FORMER PALESTINIAN AND ISRAELI POLITICIANS SAY A TWO-STATE SOLUTION IS NOT POSSIBLE, REFLECTING THE ATTITUDES OF A GROWING NUMBER OF THEIR PEOPLE -- "60 MINUTES" SUNDAY
Two former, prominent politicians, one an Israeli and the other a Palestinian, say a two-state solution to the troubles between their people is no longer possible - an attitude a growing number of the region's citizens are expressing. Bob Simon's report on the situation will be broadcast on 60 MINUTES Sunday, Jan. 25 (7:00-8:00 PM, ET/PT) on the CBS Television Network.
The reason for their cynicism is thousands of intractable Israeli settlers who occupy the West Bank of the Jordan River - lands Israel took in the 1967 Arab-Israeli War that Palestinians want back to form the basis of their independent state.
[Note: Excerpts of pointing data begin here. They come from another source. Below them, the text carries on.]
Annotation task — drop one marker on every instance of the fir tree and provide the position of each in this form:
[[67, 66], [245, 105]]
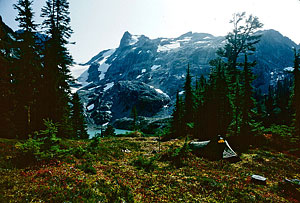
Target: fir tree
[[7, 101], [296, 93], [134, 116], [247, 101], [242, 39], [217, 109], [177, 126], [26, 72], [77, 117], [199, 119], [189, 104], [56, 64]]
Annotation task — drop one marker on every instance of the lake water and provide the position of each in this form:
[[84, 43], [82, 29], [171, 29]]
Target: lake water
[[93, 132]]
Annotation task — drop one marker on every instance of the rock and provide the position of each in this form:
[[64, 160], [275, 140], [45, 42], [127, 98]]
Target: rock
[[259, 179], [140, 63]]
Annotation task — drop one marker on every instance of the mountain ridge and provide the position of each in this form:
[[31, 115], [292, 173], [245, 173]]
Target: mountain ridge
[[161, 63]]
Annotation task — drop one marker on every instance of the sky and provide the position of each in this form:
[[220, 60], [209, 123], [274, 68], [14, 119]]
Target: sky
[[100, 24]]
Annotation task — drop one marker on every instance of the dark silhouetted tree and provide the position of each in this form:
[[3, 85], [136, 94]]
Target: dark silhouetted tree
[[57, 60], [27, 71], [296, 93], [77, 118]]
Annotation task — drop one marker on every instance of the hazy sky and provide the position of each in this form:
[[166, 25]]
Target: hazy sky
[[100, 24]]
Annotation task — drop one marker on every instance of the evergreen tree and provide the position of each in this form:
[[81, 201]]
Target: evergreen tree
[[134, 116], [217, 109], [296, 93], [77, 118], [7, 101], [57, 59], [189, 104], [247, 104], [177, 126], [199, 120], [241, 40], [26, 72]]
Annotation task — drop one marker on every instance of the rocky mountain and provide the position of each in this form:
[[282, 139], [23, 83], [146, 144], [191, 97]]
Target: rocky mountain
[[146, 73]]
It will never happen, says former Jerusalem Deputy Mayor Meron Benveniste. "Prospects [for two states] are nil. The geopolitical condition that's been created in '67 is irreversible. Cannot be changed. You cannot unscramble that egg," says Benviniste. "[Settlers] will remain and flourish."
Dr. Mustafa Barghouti, former candidate for Palestinian president, agrees. "While my heart still wants to believe that the two-state solution is possible, my brain keeps telling me the opposite because of what I see in terms of the building of settlements," he tells Simon. "So, these settlers are destroying the potential peace for both people that would have been created if we had a two-state solution," he says.
If there was any hope at all, it was dashed last month when Israel invaded Gaza to end Hamas rocket attacks against Israeli cities, says Barghouti. Israel's offensive in Gaza killed over 1,000 Gazans, many of them civilians. "My heart is deeply broken, and I am very worried that what Israel has done has furthered us...from the possibility of two state solution," Barghouti tells Simon.
But Israel's Foreign Minister Tzipi Livni believes a two-state solution can still be achieved and that Israel will be able to get the settlers to leave the West Bank. "So this is the responsibility of the government and police to stop [settlers]. As simple as that. Israel is a state of law and order," she says.
But even when the government of Israel tries to stop new, illegal settling in the West Bank by demolishing the dwellings, they are met with defiance and sometimes violence. They must deal with deeply religious settlers who believe they are on a mission from God to preserve the Jewish State, like Daniella Weiss, whose house was demolished. "And we will rebuild it. The experience shows that the world belongs to those who are stubborn, and we are very stubborn," she tells Simon.